Ich schweife mit meinen Gedanken zu Lizzy. Ich hoffe, sie wird nicht so naiv sein wie ich. Andererseits wünsche ich ihr nicht, dass sie all das erfährt. Obwohl ich kaum etwas weiß, quälen mich die Information, die ich habe. Ich möchte nicht, dass meiner Schwester so etwas zustößt. Während ich an Lizzy denke, spüre ich wie Tränen in meinen Augen aufsteigen. Ich beiße mir auf die Lippe. Ich darf nicht weinen. Nicht jetzt, nicht hier.

Wir fahren schier eine Ewigkeit. Draußen ist es längst dunkel. Champ, Rex und Debbie schlafen schon. Wir haben seit Stunden kein Wort mehr gewechselt. Plötzlich rutscht Razies Kopf auf meine Schulter. Sie scheint eingeschlafen zu sein. Ich schmunzele.

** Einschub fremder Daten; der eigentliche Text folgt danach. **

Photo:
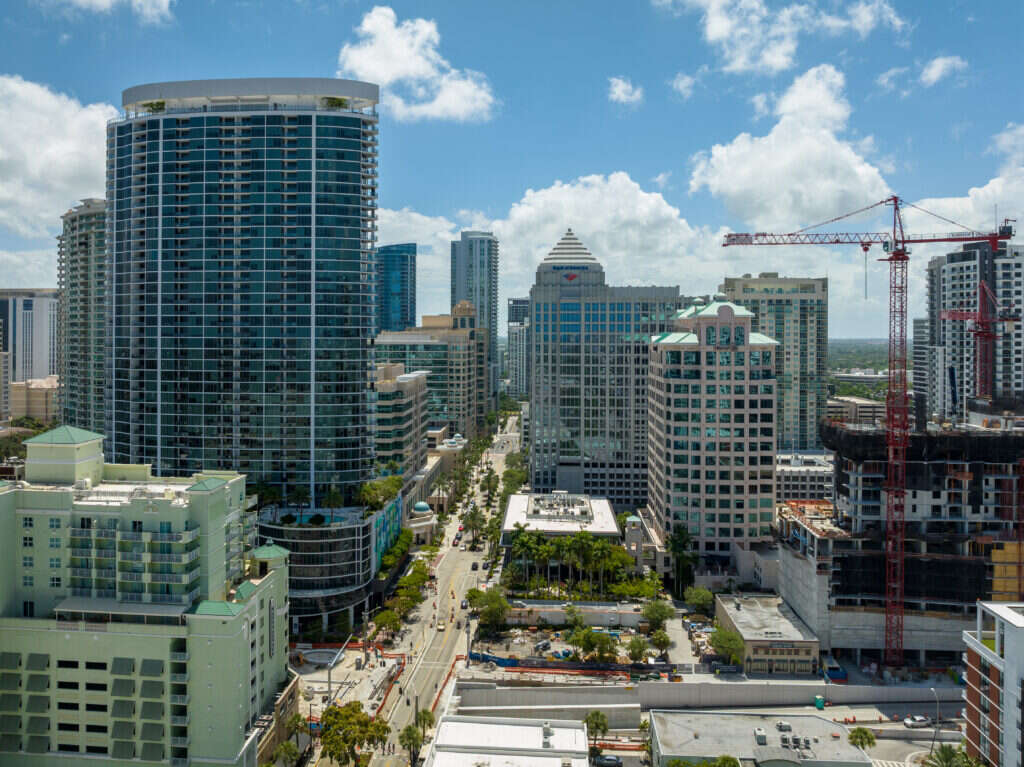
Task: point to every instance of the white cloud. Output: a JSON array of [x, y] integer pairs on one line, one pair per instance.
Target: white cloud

Nur Theo ist noch wach. „Kannst du auch nicht einschlafen?“, fragt er mich. Ich nicke. Inzwischen haben wir ein Fenster gefunden, frische Luft strömt in den Wagen. Der Vollmond malt Muster auf den Boden. „Ich vermisse meine Familie“, erkläre ich ihm. Er nickt und schaut zu Boden. „Was ist mit dir? Warum bist du noch wach?“, frage ich ihn. Er nestelt mit seinen Fingern, sein Blick gleitet fahrig über den Boden. „Ich vermisse meine Familie auch. Aber das ist sinnlos. Man sollte nichts vermissen, was man sowieso nicht wieder bekommt“, sagt er und sieht mich an. „Sind sie…. “, frage ich vorsichtig. Er nickt leicht. „Busunfall“, meint er. Mitleidig sehe ich ihn an: „Das tut mir Leid.“

„Muss es nicht. Ich sollte sie nicht vermissen. Ich sehe sie doch sowieso nicht mehr.“

„Das heißt doch nicht, dass du sie nicht vermissen darfst!“, sage ich. Er zuckt mit den Schultern. „Ja ich weiß. Aber es hat keinen Sinn.“ „Vieles hat keinen Sinn.“, meine ich, „außer Mathe und Physik.“ Er lacht leise. „Ja, der Scheiß macht Sinn.“

Langsam fühle ich, wie müde ich bin. Ich gähne. "Vielleicht schlafe ich doch ein", sage ich zu Theo. Ich spüre wie schwer mein Kopf wird. Er rutscht auf Theos Schulter und Im nächsten Moment bin ich, mit Razie auf meiner Schulter, eingeschlafen.